The study, published in Cell Reports, relied on research from a previous study on the APOE4 gene. The APOE4, or apolipoprotein E4, gene has been the subject of numerous recent investigations to better understand its role in neurodegenerative diseases. If someone carries the APOE4 gene, they have a much higher chance of developing Alzheimer’s disease.

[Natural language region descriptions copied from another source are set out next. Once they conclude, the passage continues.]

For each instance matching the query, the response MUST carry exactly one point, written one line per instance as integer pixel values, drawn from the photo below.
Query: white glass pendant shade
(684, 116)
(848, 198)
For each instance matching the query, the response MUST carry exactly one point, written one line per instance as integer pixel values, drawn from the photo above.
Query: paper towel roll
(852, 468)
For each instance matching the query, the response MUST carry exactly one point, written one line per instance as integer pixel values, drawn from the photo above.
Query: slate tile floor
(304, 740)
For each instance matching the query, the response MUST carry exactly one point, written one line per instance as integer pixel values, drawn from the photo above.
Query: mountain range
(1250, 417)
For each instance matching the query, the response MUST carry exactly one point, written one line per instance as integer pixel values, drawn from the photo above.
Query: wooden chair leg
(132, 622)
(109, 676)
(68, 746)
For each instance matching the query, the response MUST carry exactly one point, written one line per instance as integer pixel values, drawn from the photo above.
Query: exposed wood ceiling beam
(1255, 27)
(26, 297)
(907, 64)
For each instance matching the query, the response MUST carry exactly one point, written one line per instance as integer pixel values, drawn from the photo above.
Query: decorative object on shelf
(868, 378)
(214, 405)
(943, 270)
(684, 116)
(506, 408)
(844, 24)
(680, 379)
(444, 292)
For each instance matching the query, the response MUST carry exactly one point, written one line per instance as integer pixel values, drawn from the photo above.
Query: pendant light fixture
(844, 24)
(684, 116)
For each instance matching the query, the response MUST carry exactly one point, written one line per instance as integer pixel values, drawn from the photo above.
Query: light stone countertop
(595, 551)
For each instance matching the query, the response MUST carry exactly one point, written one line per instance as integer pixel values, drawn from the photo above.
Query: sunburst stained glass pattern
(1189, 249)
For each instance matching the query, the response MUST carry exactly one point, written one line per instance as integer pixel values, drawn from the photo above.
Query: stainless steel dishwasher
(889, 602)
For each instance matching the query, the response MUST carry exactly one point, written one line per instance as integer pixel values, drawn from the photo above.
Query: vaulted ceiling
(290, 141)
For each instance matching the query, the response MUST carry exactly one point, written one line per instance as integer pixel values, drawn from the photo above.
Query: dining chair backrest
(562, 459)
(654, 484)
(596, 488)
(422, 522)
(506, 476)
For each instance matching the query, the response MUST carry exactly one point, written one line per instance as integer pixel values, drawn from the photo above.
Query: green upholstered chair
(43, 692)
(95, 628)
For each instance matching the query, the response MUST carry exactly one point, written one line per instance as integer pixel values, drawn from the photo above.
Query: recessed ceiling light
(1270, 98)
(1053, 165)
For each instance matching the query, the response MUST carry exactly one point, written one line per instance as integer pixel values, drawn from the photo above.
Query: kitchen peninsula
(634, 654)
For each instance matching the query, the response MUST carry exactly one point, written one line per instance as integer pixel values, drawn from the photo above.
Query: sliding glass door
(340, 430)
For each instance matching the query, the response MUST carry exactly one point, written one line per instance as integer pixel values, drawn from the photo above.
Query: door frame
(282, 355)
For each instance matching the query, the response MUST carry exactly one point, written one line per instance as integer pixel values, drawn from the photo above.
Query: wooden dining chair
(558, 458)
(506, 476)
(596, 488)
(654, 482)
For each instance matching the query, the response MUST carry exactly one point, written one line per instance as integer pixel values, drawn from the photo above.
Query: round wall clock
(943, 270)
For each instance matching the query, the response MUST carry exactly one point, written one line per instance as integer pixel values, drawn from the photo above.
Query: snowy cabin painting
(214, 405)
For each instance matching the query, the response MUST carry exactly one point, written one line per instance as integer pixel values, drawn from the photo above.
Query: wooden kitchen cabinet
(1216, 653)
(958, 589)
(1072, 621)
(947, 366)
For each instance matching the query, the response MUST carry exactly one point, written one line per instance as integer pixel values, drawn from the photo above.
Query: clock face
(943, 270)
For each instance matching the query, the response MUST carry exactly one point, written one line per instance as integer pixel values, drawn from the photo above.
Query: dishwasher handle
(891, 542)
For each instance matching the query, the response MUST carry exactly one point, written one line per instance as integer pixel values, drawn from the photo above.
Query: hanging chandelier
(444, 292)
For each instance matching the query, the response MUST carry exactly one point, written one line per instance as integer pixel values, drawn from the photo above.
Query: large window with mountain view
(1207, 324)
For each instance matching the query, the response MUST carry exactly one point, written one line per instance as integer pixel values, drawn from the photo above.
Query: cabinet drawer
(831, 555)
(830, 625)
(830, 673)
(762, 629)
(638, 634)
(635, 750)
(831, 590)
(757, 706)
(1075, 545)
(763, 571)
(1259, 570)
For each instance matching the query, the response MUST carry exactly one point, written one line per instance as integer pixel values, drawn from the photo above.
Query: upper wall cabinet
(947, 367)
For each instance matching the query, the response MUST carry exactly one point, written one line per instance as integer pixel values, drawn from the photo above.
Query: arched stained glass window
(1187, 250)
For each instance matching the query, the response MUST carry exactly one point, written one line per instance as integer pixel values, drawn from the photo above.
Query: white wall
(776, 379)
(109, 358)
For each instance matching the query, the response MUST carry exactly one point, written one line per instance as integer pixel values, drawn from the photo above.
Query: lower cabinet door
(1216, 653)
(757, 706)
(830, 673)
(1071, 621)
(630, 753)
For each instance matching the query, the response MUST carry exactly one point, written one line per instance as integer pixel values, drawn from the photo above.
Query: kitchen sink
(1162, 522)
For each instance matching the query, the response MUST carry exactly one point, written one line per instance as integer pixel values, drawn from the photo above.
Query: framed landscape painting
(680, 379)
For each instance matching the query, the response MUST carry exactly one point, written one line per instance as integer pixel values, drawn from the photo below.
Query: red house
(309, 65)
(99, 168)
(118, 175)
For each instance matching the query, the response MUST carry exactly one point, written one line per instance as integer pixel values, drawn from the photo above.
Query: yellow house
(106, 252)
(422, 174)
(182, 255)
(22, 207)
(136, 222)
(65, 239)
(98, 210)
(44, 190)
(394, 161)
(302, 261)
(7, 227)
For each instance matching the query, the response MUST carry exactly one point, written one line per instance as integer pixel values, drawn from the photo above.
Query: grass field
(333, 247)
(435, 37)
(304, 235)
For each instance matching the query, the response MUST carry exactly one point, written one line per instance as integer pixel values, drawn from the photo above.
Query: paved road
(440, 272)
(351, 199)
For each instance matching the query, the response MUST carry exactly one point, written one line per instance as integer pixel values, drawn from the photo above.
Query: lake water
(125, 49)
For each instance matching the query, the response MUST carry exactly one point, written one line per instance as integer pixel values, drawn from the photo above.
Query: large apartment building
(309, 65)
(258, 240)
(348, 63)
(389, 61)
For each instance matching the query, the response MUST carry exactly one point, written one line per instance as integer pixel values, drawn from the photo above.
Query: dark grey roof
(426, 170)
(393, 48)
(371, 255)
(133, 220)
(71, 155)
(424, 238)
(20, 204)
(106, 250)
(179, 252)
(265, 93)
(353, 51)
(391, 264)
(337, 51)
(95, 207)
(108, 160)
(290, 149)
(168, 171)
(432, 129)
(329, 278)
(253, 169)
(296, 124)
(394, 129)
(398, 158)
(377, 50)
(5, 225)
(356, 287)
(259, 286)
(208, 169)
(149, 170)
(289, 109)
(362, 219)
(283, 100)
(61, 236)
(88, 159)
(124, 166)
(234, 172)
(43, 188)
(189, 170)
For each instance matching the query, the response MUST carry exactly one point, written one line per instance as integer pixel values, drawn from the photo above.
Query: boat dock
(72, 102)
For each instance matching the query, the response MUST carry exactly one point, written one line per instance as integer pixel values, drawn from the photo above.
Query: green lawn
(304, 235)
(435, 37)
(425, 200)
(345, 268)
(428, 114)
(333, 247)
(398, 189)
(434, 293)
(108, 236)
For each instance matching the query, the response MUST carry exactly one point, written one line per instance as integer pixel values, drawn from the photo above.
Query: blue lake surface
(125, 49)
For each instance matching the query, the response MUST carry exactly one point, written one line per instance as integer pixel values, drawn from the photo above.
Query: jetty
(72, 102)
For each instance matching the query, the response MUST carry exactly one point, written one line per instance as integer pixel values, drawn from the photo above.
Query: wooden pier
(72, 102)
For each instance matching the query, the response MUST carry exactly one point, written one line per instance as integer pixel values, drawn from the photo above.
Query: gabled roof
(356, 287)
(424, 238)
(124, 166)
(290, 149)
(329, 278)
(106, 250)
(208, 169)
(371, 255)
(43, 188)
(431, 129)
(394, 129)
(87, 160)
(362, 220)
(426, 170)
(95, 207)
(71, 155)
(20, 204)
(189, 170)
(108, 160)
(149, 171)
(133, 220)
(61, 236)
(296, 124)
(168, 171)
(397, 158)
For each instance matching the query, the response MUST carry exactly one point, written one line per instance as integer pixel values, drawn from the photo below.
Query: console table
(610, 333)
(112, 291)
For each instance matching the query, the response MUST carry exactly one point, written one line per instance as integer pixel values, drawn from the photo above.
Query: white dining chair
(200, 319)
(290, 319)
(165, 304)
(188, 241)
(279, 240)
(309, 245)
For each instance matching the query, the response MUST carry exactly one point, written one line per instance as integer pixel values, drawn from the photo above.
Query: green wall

In the most recent development on APOE4, scientists discovered that a woman carrying the APOE4 gene also had a genetic mutation that caused a delay in the disease developing in her. While the gene she carried highly increased her risk of developing Alzheimer’s in her 30s, she didn’t develop it until her 70s.
Other recent research out of the Banner Alzheimer’s Institute picked apart different types of the APOE gene and their varying impacts on Alzheimer’s risk.
In the previous Gladstone study, the researchers examined sharp-wave ripples (SRWs), a type of brain pattern involved in spatial learning and memory in mammals. In aging mice that carried the APOE4 gene—meaning they had a higher risk of developing Alzheimer’s—the researchers noticed SRWs were weaker compared to healthy aging mice. Impaired SRWs are associated with worsened memory and spatial learning.
In the latest study, they decided to test whether identifying weak SRWs in advance could help predict Alzheimer’s disease.
“We actually successfully replicated this experiment two years later with different mice,” Huang said. “What was striking is that we were able to use the results from the first cohort to predict with high accuracy the extent of learning and memory deficits in the second cohort, based on their SWR activity.”